The only actual C-123 you can still see here, nicknamed "Patches," has been on display inside this big hangar since the mid-1990s, when it was decontaminated. It's a wide, clunky-looking cargo plane.
'We're A Learning Organization'
Jeanne Stellman, a public health professor who has done extensive research on Agent Orange at Columbia University, worked on an article published last year in the journal Environmental Research that blasts the VA for ignoring the science.
"It seemed to us to be a total no-brainer that there was exposure possible," she says.
Since 2011, a growing group of reservists and their families has been calling for the VA to recognize C-123 vets. A study released in January, commissioned by the VA, confirms that many reservists very likely were exposed.

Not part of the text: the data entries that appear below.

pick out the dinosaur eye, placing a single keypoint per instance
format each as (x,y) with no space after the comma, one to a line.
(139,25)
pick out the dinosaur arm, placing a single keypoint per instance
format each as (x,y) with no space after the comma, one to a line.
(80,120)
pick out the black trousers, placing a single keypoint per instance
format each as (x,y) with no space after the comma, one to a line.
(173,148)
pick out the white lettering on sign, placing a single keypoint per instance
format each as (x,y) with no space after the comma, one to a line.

Dr. Ralph Erickson, a VA health expert, says a task force will make recommendations to the VA secretary within months on next steps.
"I think we're a learning organization, we're able to make the adjustments that are necessary, and we're basically moving forward at this point," Erickson says.
For Barbara Carson, it feels like too little, too late. Her husband, who worked on a C-123 at Rickenbacker, died of non-Hodgkin lymphoma at age 54. Years later, she filed a claim with the VA for survivors benefits linked to Agent Orange exposure. That claim was denied, a ruling she is appealing.
She says it's frustrating because if her husband had been on the ground in Vietnam, she'd be eligible for benefits owing to the presumption of exposure.
"I guess I was naive enough to believe that they would've been responsible in their reaction," Carson says.